Rodolfo González
- González with Cobreloa in 2009

Personal information
- Full name: Rodolfo Antonio González Aránguiz
- Date of birth: 28 February 1989 (age 37)
- Place of birth: Santiago, Chile
- Height: 1.80 m (5 ft 11 in)
- Position: Defender

Team information
- Current team: Cobreloa
- Number: 5

Youth career
- Cobreloa

Senior career*
- Years: Team / Apps / (Gls)
- 2008–2015: Cobreloa / 140 / (5)
- 2013–2014: → Rangers (loan) / 31 / (3)
- 2015–2016: Deportes Antofagasta / 14 / (0)
- 2017–2021: Cobresal / 112 / (4)
- 2022–: Cobreloa / 27 / (0)

International career
- 2008: Chile U18

= Rodolfo González (footballer) =

Chilean footballer (born 1989)

Rodolfo Antonio González Aránguiz (born 28 February 1989, in La Pintana, Santiago, Chile), is a Chilean professional footballer who plays as a defender.

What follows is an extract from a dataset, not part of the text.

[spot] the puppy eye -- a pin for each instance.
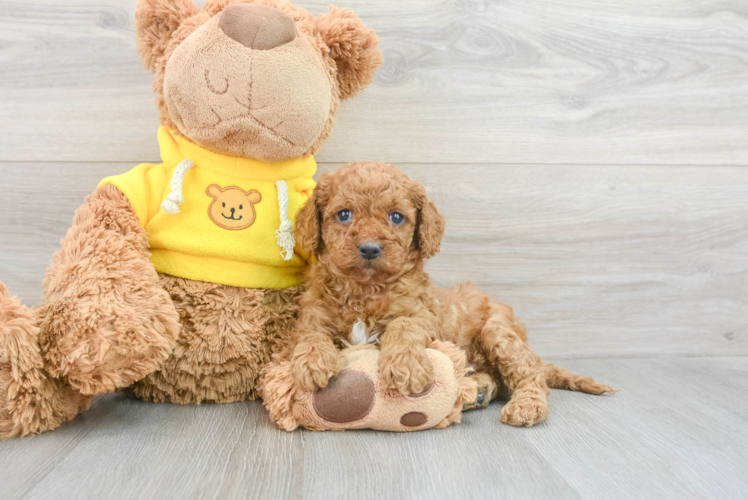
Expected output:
(344, 215)
(397, 218)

He currently plays for Primera B de Chile side Cobreloa, where he also serves as captain.

==International career==
He was part of the Chile U-18 national team that won the João Havelange Tournament held in Mexico.

==Personal life==
He is the father of the footballer Youssef González, who was promoted to the Cobreloa first team in 2026.